Em momento algum esperei tal reação, e quando vi suas lagrimas caindo, não soube o que dizer, ou o que fazer. Por muitos motivos, fiquei completamente sem ação.

Vê-la daquela forma mexeu comigo, de uma maneira que não cogitei acontecer. Presenciar Mika chorando daquela maneira fez uma sensação simplesmente horrível surgir em mim, me deixou confuso por não compreender o que estava havendo, nem o que havia causado aquilo.

E somente naquele momento, ignorei os vários pensamentos que estavam saltando em minha mente, e a abracei. Ignorei se ela veio do submundo, qualquer atitude suspeita, para mim, isso não fazia diferença alguma naquele momento.

Não sabia o que havia lhe causado tamanha dor, mas sabia que não conseguiria permanecer ali, apenas olhando. Da forma que pude, busquei confortá-la, e daria o tempo que precisasse para sentir-se melhor.

Levou um tempo até Mika se acalmar. Mais tempo do que imaginei, e isso foi um choque. Só me deu mais certeza do quanto ela estava abalada, e até então não sei ao certo a razão disso.

Quando ela conseguiu se acalmar, Mika voltou sua atenção para a aurora, que havia se expandido através do céu. Percebi como ela emudeceu e assim permaneceu por longos minutos, com um semblante tomado pela melancolia e uma emoção ainda presente em seus olhos marejados. A todo momento estive a olhando, buscando a certeza que ela estava bem.

Mika então se afastou devagar, secando os olhos com as costas da mão e após me pedir desculpas por mais uma vez, perguntou se poderíamos jantar, em meio a um meio sorriso.

Concordei acompanhá-la a mesa, mas que desta vez não comeria nada. Apesar de não sentir fome, tenho gostado de compartilhar esses momentos com Mika, e de assistir suas várias reações enquanto eu mesmo experimento certas coisas também pela primeira vez, como no caso das rosquinhas algumas horas atrás.

Mas ao ver sua reação abalada ao ver aquela aurora, não tive mais ânimo para comer algo. Isso me deixou profundamente inquieto, e a todo momento permaneci observando Mika.

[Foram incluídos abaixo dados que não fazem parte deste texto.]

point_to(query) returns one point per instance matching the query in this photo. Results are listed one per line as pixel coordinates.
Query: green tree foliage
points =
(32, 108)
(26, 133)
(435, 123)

Mesmo agora, em que ela está deitada no sofá, aparentemente entretida e animada com um livro que pegou na estante, me pego refletindo sobre o que aconteceu momentos mais cedo.

O que pode ter causado uma reação tão sentida como aquela?

Durante toda minha existência, conheci e enfrentei muitos enviados do submundo, e nenhum deles derramou uma única lágrima sequer. E recentemente, surgiu a Mika.

Sei que conheço Mika a pouco tempo, mas vejo que ela é diferente dos demais que já vi. Sei também que ela é alguém que é verdadeiramente sincera em suas reações, ela as expressa de maneira tão genuína que é comum me surpreender profundamente. Então, é certo que o que ela mostrou foi real.

E aliás, agora que penso melhor, ela já aparentou ficar abalada quando mencionei o incidente do anjo boreal e seu desaparecimento, tanto que também aparentou não saber o que dizer. Até parecia que... Ela já conhecia esse incidente.

Mas... Conhecer esse incidente? Isso não faz sentido, mesmo que já soubesse o que aconteceu, por que Mika ficaria tão abalada?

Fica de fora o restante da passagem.